Danzas y tambores

Iba a poner un pie en el umbral del edificio cuando de pronto escuché la música. Eran como ecos ahogados de un instrumento de percusión; sentía como el sonido retumbaba en las paredes para dirigirse directamente a mí, y golpearme. Pero no pude distinguir de inmediato de donde provenía la música aquella. Miré hacia afuera y no había nada, luego miré hacia adentro y tampoco. Sin embargo, antes de que pudiera volver a preguntarme sobre el origen de lo que estaba escuchando, la puerta del sótano del edificio se abrió y la música fue mucho más clara. Además, por la puerta aparecieron dos personas, vestidas con ropas sueltas y moviendo las manos y las piernas con alegría. 
-¡Hola!-exclamaron al verme.
Yo los miré confundido. Evidentemente ellos no eran del edificio, nunca antes los había visto por allí ni en algún otro lugar. Se acercaron a mí sonriendo, sin dejar de mover su cuerpo al ritmo de la música, y comenzaron a bailar al rededor mio. Yo me quedé quieto, sorprendido y a la vez con algo de temor. Traté de avanzar un poco para zafarme y alcanzar la escalera, pero al momento de hacerlo ellos me abrazaron y comenzaron a empujarme hacia la puerta del sótano.
-¡¿Qué están haciendo?!-exclamé, mientras intentaba ponerles resistencia.
-Tranquilo-me dijo uno de ellos, sin dejar de sonreír-, hermano, tú sólo sigue a tu cuerpo...
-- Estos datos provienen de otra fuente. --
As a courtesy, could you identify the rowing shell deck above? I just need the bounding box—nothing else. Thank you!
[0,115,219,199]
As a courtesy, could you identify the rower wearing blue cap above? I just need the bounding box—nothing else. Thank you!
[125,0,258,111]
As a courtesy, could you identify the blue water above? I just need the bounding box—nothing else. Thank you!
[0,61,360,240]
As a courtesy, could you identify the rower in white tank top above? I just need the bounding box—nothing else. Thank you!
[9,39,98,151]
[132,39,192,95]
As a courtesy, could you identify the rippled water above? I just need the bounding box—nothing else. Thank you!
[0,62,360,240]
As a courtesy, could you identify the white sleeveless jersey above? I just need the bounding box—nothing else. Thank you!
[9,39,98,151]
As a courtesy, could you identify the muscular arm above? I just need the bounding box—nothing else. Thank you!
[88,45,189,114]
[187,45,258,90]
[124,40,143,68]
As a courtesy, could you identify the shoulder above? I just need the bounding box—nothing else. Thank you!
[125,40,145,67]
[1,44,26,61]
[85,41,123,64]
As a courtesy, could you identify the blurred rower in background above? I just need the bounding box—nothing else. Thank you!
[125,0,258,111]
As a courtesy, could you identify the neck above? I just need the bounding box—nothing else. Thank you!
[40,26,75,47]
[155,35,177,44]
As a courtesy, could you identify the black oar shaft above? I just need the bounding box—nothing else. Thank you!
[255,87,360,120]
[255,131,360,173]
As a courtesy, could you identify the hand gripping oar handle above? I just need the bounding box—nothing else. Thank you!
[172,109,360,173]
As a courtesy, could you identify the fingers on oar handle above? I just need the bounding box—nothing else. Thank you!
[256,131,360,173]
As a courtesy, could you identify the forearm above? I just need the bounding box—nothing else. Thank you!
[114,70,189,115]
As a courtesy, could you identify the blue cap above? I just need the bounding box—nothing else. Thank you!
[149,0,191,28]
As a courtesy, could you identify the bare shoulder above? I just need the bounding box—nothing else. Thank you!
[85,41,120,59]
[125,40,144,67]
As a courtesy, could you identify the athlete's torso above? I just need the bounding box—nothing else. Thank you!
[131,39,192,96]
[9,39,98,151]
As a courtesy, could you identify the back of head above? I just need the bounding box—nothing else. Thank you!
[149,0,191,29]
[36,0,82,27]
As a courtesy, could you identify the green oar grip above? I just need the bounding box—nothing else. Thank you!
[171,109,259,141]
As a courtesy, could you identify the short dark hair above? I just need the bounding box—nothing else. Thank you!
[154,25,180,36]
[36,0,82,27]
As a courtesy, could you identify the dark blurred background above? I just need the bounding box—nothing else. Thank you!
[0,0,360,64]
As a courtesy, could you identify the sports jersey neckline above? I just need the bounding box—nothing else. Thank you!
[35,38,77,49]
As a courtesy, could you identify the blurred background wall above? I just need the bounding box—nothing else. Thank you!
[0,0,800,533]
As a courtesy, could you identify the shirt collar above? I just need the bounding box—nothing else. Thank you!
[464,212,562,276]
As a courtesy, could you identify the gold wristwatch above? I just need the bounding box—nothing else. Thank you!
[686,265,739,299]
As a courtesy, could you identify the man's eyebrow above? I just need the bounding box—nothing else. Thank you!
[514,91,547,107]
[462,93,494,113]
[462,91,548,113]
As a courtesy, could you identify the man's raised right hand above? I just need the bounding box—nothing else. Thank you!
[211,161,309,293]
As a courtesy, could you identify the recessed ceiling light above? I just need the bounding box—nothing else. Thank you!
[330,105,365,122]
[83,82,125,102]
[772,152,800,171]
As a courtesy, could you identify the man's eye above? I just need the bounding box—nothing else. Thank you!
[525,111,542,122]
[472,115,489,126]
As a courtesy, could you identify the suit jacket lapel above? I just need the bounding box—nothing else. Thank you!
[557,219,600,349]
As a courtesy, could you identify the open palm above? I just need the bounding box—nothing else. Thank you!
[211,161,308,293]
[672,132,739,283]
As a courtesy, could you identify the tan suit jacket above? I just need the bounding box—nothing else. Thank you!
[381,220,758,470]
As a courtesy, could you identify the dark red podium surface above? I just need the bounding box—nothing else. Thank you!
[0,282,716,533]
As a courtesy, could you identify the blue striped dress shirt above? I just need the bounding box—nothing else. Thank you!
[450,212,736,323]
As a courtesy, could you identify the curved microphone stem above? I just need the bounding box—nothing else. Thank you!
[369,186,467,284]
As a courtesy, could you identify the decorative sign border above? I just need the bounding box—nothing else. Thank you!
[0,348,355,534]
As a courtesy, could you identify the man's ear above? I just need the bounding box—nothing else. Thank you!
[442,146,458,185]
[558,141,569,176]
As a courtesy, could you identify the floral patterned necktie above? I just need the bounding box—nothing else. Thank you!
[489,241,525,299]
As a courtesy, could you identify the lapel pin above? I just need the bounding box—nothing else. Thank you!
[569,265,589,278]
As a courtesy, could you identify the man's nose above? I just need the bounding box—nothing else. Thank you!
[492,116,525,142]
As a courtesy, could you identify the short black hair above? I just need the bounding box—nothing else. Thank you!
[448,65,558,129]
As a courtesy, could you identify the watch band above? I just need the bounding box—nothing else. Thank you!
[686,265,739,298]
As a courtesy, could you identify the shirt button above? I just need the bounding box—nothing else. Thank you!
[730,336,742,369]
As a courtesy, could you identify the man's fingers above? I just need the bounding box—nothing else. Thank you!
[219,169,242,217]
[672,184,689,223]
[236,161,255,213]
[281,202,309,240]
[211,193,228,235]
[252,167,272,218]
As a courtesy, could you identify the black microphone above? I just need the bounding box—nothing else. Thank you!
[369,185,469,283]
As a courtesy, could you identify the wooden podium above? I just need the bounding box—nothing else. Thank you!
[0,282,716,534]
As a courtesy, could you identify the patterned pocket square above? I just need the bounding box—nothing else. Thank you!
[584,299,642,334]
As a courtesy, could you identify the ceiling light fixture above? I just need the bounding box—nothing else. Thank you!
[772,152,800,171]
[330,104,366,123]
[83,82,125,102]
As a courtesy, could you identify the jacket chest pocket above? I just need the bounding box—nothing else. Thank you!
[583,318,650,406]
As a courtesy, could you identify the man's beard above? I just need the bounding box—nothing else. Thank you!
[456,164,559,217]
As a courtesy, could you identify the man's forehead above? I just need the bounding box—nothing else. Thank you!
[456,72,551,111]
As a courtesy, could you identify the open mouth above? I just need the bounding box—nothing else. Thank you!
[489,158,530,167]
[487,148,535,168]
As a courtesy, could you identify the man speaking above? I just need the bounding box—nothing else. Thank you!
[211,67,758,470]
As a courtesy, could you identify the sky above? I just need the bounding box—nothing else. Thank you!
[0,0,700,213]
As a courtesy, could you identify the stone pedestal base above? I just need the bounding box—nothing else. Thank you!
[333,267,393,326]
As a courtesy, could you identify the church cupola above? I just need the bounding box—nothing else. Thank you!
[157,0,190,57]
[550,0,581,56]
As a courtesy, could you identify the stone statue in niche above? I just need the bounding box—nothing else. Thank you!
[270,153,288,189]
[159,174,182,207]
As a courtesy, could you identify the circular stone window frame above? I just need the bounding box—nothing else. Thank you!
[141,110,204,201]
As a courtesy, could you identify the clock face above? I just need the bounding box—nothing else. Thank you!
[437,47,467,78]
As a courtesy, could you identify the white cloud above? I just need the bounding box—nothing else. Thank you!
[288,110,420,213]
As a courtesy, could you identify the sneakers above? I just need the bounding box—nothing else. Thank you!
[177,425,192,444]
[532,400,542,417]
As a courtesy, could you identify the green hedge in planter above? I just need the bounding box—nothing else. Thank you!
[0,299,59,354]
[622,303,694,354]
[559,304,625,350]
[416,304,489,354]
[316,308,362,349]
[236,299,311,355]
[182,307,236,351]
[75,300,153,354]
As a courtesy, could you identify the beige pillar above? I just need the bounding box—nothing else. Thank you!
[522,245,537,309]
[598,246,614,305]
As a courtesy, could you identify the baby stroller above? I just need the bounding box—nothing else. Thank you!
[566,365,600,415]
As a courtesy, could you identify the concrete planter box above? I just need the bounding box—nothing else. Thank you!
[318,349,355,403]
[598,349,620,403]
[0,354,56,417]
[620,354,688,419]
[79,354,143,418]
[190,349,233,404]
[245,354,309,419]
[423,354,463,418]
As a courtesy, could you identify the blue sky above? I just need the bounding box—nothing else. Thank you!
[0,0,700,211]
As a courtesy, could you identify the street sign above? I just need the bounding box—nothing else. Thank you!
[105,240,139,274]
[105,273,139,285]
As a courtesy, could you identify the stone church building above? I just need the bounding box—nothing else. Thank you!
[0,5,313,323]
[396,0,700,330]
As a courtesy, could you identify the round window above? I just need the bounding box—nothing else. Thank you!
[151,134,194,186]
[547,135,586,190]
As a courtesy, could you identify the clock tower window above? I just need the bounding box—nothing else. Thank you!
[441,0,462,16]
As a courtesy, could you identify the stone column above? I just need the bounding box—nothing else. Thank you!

Ellos tenían el doble de mi fuerza así que me rendí. Me dejé arrastrar hacia la puerta del sótano y luego, cuando íbamos bajando la escalera, me soltaron. Pensé en regresar, pero supuse que no sería conveniente, así que seguí bajando. Ellos no paraban de moverse ni de reír, y a veces hasta saltaban. La música se hacía cada vez más fuerte; efectivamente, como yo había pensando en un principio, eran instrumentos de percusión. Llevaban un ritmo rápido y continuo, además de pegajoso. 
Cuando llegamos abajo, al sótano, vi que había en el lugar mucha gente, mucha más de la que yo pensé alguna vez que cabría ahí. Todos se movían al ritmo de los tambores; moviendo las manos, las piernas, el tronco, la cabeza, dando saltos, tirándose al suelo...todos bailaban solos, pero en realidad era una sola danza. Cada uno llevaban su propio ritmo, algunos bastante descoordinadamente, pero eso no parecía importarles. Al mirarse unos con otros se reían a carcajadas, gritaban, se abrazaban y se tocaban. Los músicos estaban al fondo, en un rincón; tocaban los tambores y bailaban al mismo tiempo. También ellos se reían y gritaban, iban de un lado a otro, cambiaban de lugar y se metían entre la multitud.
-¡Vamos!-gritó de pronto uno de los hombres-¡A seguir la danza!-y se unieron a los otros.
De pronto mis dos acompañantes me dejaron solo. De toda la gente, yo era el único parado, estático. Me daba un poco de vergüenza bailar así, pero luego de un par de minutos comencé a notar ciertas miradas reprobatorias, y que no tuve más remedio que unirme al jolgorio. Primero, tímidamente moví las piernas y los brazos, después la cabeza, después ya entrado en confianza moví todo el cuerpo, de un lado hacia otro. Poco a poco fui invadido por el ritmo, por el poder de los tambores, y entonces fui uno más entre todos ellos, y me reí también como ellos y grité como ellos. Me olvidé de cualquier cosa que estuviera fuera del sótano; me olvidé de mi madre que seguramente estaría esperando que llegase a la casa, me olvidé de la escuela, de los amigos, del amor, en fin. Sólo quería danzar, danzar y nada más que eso. Y la danza duró toda la noche. Durante horas lo único que hice fue bailar y bailar y bailar hasta que caí rendido al suelo, muerto de cansancio, con los ojos desorbitados y los zapatos echos pedazos. Fui feliz.
Cuando desperté, estaba en mi cama y era ya de día. Mi madre me había traído el desayuno y el uniforme del colegio. Entonces me quise morir. No podía levantarme, ni ese día ni en quizás cuantos más. Me dolía todo el cuerpo.